What You Need to Know
- Clubfoot most often presents at birth.
- Clubfoot is caused by a shortened Achilles tendon, which causes the foot to turn in and under.
- Clubfoot is twice as common in boys.
- Treatment is necessary to correct clubfoot and is usually done in two phases — casting and bracing.
- Children with clubfoot should be able to take part in regular daily activities once the condition is treated.
What is clubfoot?
Clubfoot is a foot deformity classified into three different types: idiopathic (unknown cause), neurogenic (caused by condition of the nervous system) and syndromic (related to an underlying syndrome).
Also known as talipes equinovarus, idiopathic clubfoot is the most common type of clubfoot and is present at birth. This congenital anomaly is seen in one out of every 1,000 babies, with half of the cases of club foot involving only one foot. There is currently no known cause of idiopathic clubfoot, but baby boys are twice as likely to have clubfoot compared to baby girls.
Neurogenic clubfoot is caused by an underlying neurologic condition. For instance, a child born with spina bifida A clubfoot may also develop later in childhood due to cerebral palsy or a spinal cord compression.
Syndromic clubfoot is found along with a number of other clinical conditions, which relate to an underlying syndrome. Examples of syndromes where a clubfoot can occur include arthrogryposis, constriction band syndrome, tibial hemimelia and diastrophic dwarfism.
Clubfoot in Children with Dr.

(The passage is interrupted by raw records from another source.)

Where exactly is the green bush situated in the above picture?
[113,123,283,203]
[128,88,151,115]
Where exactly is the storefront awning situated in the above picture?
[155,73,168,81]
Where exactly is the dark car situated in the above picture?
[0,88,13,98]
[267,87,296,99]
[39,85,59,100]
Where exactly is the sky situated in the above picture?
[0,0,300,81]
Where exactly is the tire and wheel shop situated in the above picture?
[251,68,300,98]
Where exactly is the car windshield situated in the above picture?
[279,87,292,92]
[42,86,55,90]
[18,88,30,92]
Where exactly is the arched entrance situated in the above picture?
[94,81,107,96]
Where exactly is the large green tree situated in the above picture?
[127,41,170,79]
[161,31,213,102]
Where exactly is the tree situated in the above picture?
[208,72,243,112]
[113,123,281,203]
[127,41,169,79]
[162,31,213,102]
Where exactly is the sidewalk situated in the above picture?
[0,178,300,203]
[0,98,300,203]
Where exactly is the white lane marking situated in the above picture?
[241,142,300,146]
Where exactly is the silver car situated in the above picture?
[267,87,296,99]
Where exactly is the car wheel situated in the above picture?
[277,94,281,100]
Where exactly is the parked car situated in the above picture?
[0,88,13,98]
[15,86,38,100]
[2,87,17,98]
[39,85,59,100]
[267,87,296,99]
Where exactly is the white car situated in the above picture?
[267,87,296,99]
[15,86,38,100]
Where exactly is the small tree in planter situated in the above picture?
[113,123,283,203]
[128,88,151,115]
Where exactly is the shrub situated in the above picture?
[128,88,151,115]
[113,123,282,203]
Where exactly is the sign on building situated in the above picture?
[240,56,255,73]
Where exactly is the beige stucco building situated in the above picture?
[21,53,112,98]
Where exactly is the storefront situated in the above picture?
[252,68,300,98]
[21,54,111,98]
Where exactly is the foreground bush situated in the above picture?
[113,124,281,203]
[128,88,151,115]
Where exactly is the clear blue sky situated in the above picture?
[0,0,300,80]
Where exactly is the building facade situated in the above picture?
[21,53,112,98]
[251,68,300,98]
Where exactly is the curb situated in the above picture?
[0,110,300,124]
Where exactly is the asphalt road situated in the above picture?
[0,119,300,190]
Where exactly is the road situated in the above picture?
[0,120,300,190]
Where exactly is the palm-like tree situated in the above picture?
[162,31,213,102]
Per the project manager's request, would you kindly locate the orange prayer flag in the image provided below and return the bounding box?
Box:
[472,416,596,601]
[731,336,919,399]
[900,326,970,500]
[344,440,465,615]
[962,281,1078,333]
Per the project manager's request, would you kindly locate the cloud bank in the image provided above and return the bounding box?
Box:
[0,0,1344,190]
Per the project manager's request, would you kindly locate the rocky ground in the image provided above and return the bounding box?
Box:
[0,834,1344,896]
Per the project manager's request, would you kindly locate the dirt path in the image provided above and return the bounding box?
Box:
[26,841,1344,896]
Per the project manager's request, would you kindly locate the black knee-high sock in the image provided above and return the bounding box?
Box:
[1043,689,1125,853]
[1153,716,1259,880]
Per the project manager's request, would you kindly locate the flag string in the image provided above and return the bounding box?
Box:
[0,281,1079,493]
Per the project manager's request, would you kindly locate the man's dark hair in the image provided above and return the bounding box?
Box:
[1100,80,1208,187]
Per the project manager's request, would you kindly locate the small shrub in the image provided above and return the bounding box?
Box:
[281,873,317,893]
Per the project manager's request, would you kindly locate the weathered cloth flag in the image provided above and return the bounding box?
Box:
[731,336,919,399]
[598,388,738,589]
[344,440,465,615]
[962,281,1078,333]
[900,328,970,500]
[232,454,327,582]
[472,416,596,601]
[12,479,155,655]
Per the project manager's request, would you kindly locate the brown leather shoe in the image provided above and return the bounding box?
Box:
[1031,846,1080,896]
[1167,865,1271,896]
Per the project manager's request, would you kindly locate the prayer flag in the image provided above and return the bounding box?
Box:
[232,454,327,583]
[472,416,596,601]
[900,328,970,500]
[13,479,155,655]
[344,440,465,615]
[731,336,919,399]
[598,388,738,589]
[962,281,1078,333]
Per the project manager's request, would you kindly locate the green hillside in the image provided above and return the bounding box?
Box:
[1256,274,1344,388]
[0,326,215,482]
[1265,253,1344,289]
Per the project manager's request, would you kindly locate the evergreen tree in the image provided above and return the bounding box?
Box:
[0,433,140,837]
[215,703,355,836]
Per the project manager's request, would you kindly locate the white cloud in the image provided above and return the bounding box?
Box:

Erin Honcharuk
What are the signs and symptoms of clubfoot?
In a clubfoot, the Achilles tendon is too short, causing the foot to stay pointed — also known as “fixing the foot in equinus.” The foot is also turned in and under. The bones of the foot and ankle are all present but are misaligned due to differences in the muscles and tendons acting on the foot.
What are the risk factors of clubfoot?
Having a parent or sibling with clubfoot
Maternal smoking during pregnancy
Foot imbalance due to clubfoot may be noticed during a fetal screening ultrasound as early as 12 weeks gestation, but the diagnosis of clubfoot is confirmed by physical exam at birth.
The treatment for clubfoot consists of two phases: Ponseti serial casting and bracing. Treatment is always necessary, because the condition does not get better with growth.
Ponseti Serial Casting
The Ponseti technique of serial casting is a treatment method that involves careful stretching and manipulation of the foot and holding with a cast. The first cast is applied one to two weeks after the baby is born. The cast is then changed in the office every seven to 10 days. With the fourth or fifth cast, a small in-office procedure is also needed to lengthen the Achilles tendon. This is done using a local numbing medicine and small blade. Afterward, the baby is placed into one last cast, which remains on for two to three weeks.
Bracing for Clubfoot
While the casting corrects the foot deformity, bracing maintains the correction. Without bracing, the clubfoot would redevelop. The day the last cast is removed, the baby is fit in a supramalleolar orthosis with a bar. These braces are worn 23 hours a day for two months, then 12 hours a day (naps plus nighttime) until kindergarten age.
Life after Treatment of Clubfoot
A well-corrected clubfoot looks no different than a normal foot. Sports, dance and normal daytime footwear are the expectations for a child born with a clubfoot. This condition will not hold a child back from normal activities.